Покладисто отойдя в сторону, Инна достала телефон и без особой надежды набрала номер Муромцева. Тот неожиданно снял трубку после первого же гудка.
– Привет, красавица, – пробасил он.
– Стою, смотрю на дверь вашего подъезда, – отрапортовала Инна, – очень любопытное зрелище. Кстати, соседи теперь уверены, что в вашей квартире бомбу то ли хранили, то ли изготавливали.
– Душа моя, ты же знаешь, что я по этому адресу только прописан, – засмеялся Муромцев. – Мне кривотолки соседей без разницы.
– Случилось что-то, Сергей Васильевич? В связи с чем весь этот кипиш? Неужто правду говорят, что на вас неугомонный броненосец жалобу написал?

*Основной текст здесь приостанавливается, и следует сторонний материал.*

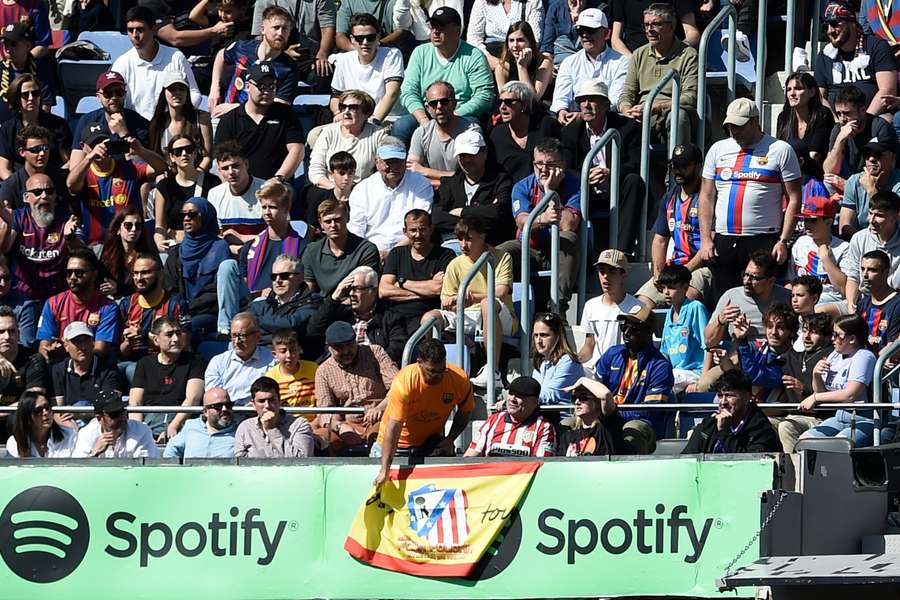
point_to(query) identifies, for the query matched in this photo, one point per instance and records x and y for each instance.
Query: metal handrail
(613, 137)
(489, 341)
(675, 77)
(413, 341)
(728, 12)
(879, 381)
(525, 270)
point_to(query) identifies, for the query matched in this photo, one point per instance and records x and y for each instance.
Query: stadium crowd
(156, 254)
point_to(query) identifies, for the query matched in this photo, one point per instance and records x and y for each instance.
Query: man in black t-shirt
(414, 273)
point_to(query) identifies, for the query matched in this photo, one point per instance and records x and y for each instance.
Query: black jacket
(576, 143)
(383, 330)
(492, 202)
(757, 435)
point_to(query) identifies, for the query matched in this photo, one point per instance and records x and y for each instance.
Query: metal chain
(781, 496)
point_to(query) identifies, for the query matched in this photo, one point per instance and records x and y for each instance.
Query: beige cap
(740, 112)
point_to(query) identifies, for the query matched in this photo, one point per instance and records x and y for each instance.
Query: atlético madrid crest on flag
(438, 521)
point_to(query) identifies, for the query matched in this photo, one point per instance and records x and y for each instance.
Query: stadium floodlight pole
(877, 394)
(613, 137)
(525, 270)
(675, 77)
(490, 344)
(730, 13)
(413, 341)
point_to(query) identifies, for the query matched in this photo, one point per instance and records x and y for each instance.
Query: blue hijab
(199, 245)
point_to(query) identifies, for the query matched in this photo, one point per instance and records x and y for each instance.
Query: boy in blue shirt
(682, 336)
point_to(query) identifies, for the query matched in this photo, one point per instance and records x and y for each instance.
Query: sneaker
(480, 380)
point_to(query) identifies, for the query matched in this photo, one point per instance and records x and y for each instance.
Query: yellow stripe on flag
(437, 521)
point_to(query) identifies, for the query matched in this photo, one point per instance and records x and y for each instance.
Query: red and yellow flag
(437, 521)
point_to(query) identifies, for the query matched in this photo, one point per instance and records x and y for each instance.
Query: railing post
(413, 341)
(675, 77)
(730, 13)
(610, 137)
(525, 270)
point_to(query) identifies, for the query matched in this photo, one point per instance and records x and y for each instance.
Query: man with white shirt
(380, 201)
(595, 60)
(146, 65)
(111, 434)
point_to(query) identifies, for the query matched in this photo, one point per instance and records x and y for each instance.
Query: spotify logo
(44, 534)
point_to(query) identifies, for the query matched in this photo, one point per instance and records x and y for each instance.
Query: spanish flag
(438, 521)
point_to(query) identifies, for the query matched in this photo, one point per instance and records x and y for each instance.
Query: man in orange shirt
(420, 400)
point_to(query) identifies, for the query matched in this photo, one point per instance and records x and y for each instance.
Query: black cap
(339, 332)
(525, 386)
(109, 401)
(686, 154)
(445, 16)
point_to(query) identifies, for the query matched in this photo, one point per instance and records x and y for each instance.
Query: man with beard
(579, 136)
(168, 378)
(352, 376)
(679, 221)
(242, 55)
(37, 240)
(150, 302)
(111, 434)
(414, 272)
(211, 435)
(431, 149)
(81, 302)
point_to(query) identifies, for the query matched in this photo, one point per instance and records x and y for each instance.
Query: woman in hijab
(192, 264)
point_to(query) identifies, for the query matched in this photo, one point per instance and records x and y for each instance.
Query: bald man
(210, 436)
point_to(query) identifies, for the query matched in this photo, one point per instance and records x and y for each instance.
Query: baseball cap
(339, 332)
(686, 154)
(592, 87)
(76, 329)
(593, 18)
(445, 16)
(740, 112)
(468, 142)
(256, 73)
(613, 258)
(109, 401)
(109, 78)
(16, 32)
(525, 386)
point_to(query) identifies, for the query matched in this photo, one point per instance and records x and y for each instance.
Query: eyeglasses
(220, 406)
(113, 93)
(182, 150)
(285, 276)
(41, 191)
(439, 102)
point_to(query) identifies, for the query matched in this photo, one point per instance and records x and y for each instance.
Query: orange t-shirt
(423, 409)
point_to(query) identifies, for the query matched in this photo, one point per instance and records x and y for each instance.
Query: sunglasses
(182, 150)
(41, 191)
(38, 149)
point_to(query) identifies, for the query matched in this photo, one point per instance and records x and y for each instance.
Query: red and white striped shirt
(500, 436)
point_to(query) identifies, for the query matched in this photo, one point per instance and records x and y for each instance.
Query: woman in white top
(35, 433)
(490, 20)
(521, 60)
(844, 376)
(352, 133)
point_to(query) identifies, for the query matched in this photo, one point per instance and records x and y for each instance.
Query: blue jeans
(231, 289)
(839, 426)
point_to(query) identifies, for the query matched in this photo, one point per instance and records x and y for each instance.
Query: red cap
(109, 78)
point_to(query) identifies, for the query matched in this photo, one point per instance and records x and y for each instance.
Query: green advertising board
(648, 527)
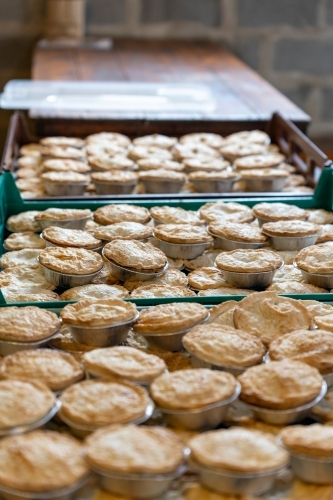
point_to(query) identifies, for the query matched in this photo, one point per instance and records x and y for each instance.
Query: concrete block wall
(289, 42)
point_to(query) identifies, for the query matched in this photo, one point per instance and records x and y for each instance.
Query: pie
(290, 229)
(135, 450)
(237, 232)
(316, 259)
(224, 346)
(240, 450)
(182, 233)
(60, 236)
(23, 402)
(249, 261)
(120, 213)
(226, 211)
(123, 230)
(124, 362)
(315, 440)
(188, 389)
(314, 347)
(24, 257)
(27, 324)
(92, 291)
(175, 215)
(279, 211)
(56, 369)
(67, 260)
(62, 464)
(20, 241)
(170, 318)
(100, 402)
(280, 385)
(102, 312)
(268, 316)
(25, 221)
(135, 255)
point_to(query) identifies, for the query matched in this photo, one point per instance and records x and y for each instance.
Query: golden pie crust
(314, 347)
(280, 385)
(315, 440)
(56, 369)
(249, 261)
(92, 291)
(23, 402)
(103, 402)
(268, 316)
(175, 215)
(187, 389)
(27, 324)
(69, 260)
(237, 232)
(124, 362)
(224, 345)
(25, 221)
(182, 233)
(102, 312)
(26, 239)
(236, 449)
(226, 211)
(135, 255)
(123, 230)
(62, 464)
(70, 237)
(119, 213)
(170, 318)
(279, 211)
(135, 450)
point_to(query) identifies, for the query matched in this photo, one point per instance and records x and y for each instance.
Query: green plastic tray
(11, 203)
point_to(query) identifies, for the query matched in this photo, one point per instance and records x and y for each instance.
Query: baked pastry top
(280, 385)
(224, 345)
(103, 402)
(314, 347)
(170, 318)
(317, 259)
(315, 440)
(135, 255)
(237, 232)
(25, 221)
(249, 261)
(279, 211)
(268, 316)
(70, 237)
(135, 450)
(290, 228)
(125, 362)
(182, 233)
(186, 389)
(23, 402)
(226, 211)
(119, 213)
(69, 260)
(27, 324)
(123, 230)
(61, 466)
(54, 214)
(55, 369)
(92, 291)
(98, 312)
(238, 449)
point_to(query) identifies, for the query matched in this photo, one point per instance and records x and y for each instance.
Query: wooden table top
(241, 94)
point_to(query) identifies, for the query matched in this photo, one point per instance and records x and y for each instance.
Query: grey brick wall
(289, 42)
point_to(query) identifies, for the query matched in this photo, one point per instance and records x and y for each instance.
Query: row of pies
(110, 163)
(124, 234)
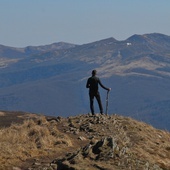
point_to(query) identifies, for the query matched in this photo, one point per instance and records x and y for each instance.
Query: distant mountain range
(51, 79)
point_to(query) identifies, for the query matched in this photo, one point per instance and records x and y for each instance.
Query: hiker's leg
(99, 102)
(92, 103)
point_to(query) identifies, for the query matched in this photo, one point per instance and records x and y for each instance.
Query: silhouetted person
(92, 84)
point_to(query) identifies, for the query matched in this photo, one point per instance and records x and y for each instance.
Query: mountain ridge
(138, 73)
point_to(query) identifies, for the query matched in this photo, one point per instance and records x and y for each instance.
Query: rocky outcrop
(87, 142)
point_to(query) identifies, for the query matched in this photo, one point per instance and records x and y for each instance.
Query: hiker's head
(94, 72)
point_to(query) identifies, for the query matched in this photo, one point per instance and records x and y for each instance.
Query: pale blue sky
(41, 22)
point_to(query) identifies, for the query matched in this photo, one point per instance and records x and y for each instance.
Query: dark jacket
(92, 84)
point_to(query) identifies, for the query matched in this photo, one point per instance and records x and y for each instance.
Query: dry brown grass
(29, 140)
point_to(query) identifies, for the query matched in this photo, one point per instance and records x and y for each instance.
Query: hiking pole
(107, 101)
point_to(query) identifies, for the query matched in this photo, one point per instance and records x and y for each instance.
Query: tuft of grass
(33, 138)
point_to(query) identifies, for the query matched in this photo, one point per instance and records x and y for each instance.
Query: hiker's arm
(87, 84)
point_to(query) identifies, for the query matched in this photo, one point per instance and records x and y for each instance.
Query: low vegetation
(84, 142)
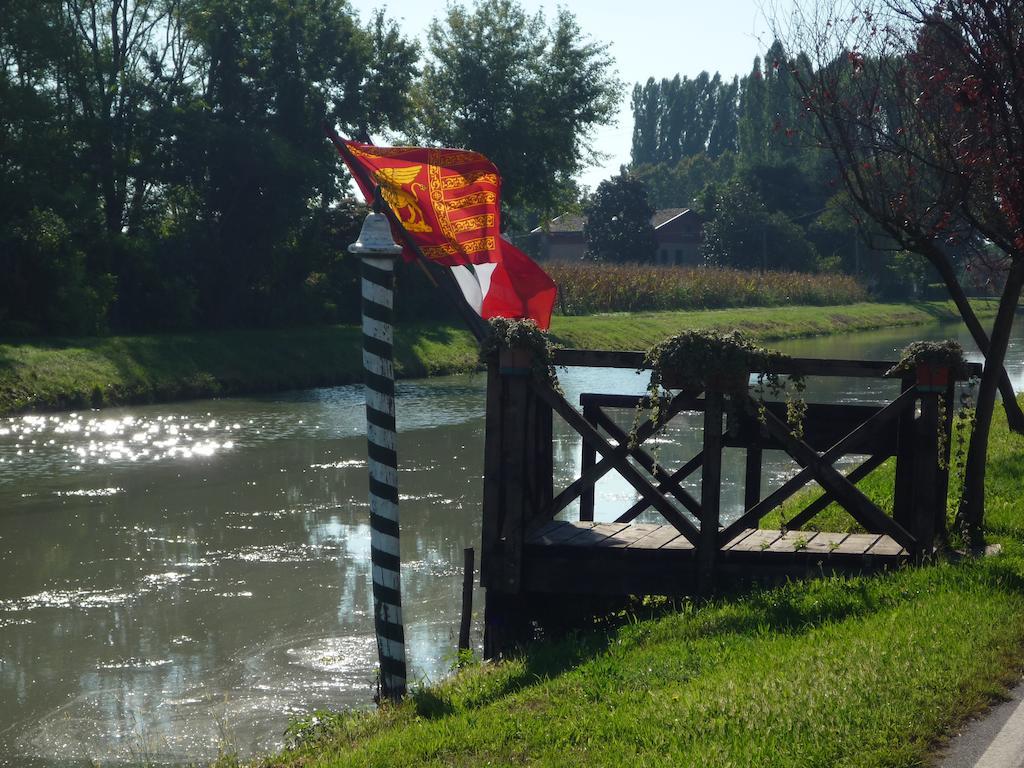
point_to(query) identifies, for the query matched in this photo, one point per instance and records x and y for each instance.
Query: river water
(181, 580)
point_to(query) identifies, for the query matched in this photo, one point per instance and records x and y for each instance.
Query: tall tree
(752, 127)
(921, 104)
(645, 118)
(723, 134)
(619, 225)
(526, 93)
(272, 72)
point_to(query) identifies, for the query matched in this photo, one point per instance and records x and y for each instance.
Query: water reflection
(175, 580)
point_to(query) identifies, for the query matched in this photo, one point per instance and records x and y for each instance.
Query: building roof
(573, 222)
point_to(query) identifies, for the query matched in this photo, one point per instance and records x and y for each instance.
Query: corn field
(588, 288)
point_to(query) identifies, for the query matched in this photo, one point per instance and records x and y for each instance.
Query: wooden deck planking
(759, 541)
(632, 532)
(824, 542)
(856, 544)
(887, 547)
(791, 541)
(596, 535)
(558, 531)
(664, 536)
(773, 545)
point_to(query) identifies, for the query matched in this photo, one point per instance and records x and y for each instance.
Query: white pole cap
(375, 238)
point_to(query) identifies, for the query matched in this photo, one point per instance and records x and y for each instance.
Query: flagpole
(446, 281)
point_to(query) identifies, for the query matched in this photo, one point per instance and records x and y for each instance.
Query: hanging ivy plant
(935, 364)
(504, 333)
(697, 360)
(932, 354)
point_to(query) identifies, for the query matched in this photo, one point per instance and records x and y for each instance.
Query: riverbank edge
(862, 671)
(80, 373)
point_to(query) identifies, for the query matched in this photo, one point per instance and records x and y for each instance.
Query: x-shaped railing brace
(615, 457)
(819, 467)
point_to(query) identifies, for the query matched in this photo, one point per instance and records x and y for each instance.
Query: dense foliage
(163, 163)
(921, 107)
(744, 155)
(619, 225)
(588, 288)
(523, 91)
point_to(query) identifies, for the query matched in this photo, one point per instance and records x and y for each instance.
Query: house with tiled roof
(677, 231)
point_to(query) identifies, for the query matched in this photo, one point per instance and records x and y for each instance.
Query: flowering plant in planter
(520, 343)
(932, 361)
(698, 360)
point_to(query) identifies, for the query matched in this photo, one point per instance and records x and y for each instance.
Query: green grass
(866, 671)
(80, 373)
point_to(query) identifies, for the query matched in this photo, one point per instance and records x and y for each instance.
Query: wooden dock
(534, 551)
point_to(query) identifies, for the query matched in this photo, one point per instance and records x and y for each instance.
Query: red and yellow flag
(449, 202)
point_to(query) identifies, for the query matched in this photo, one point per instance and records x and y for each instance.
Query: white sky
(657, 38)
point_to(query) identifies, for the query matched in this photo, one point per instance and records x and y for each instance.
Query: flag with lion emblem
(449, 202)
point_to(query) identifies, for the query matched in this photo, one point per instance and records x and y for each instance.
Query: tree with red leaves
(922, 104)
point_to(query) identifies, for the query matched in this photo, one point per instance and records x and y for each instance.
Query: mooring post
(378, 252)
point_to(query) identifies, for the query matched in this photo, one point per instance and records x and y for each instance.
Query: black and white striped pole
(378, 252)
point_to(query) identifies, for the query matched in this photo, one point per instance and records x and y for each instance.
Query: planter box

– Ну да. Не унимается, стервь. Прошлой ночью кто-то в округе листовки развесил с ее фотографией и обидным содержанием. Листовок всего-то было штук пять, но они тут же оказались у ментов. Вместе с жалобой, что я, как основной ее конкурент, порочу ее честь, достоинство и деловую репутацию. Хотел бы я понять, где у нее это все находится?
– Погодите, Сергей Васильевич, а вы-то тут при чем? На этих листовках что, ваши отпечатки пальцев нашли?
– Мелко мыслишь, Перцева. На них моя подпись стоит. То есть всевозможные обзывалки с переходом на ее личность подписаны «Сергей Муромцев». Представляешь до чего грязные предвыборные технологии дошли? Сделали из меня дауна, который открыто подписывается под оскорбительными выпадами в адрес конкурента!
– И дальше что?
– Да ничего. Обыск, вишь, устроили. Мне Милка позвонила, что свет погас и кто-то дверь ломает. Компьютер забрали, патроны какие-то нашли.
– А патроны, разумеется, не ваши.
– Да хрен их знает, мои или нет. Я там уже пару лет не ночевал ни разу, может, какие-то охотничьи приблуды и остались, я не помню.
– А в компьютере что-то было интересное?
– Инесса, душа моя… Что может быть интересного в компьютере, на котором Милка работала? Я ж тебе говорю, я той квартирой несколько лет не пользовался.
– А почему там Кук оказалась?
– Так ей жить-то надо где-то. У нее ж денег ни копья. И давать ей их в руки противопоказано – пропьет. Так что жила она у меня в этой квартире. Еду ей раз в два дня возили. По субботам в пакет шкалик добавляли. А она взамен книжку про меня писала. Все по-честному.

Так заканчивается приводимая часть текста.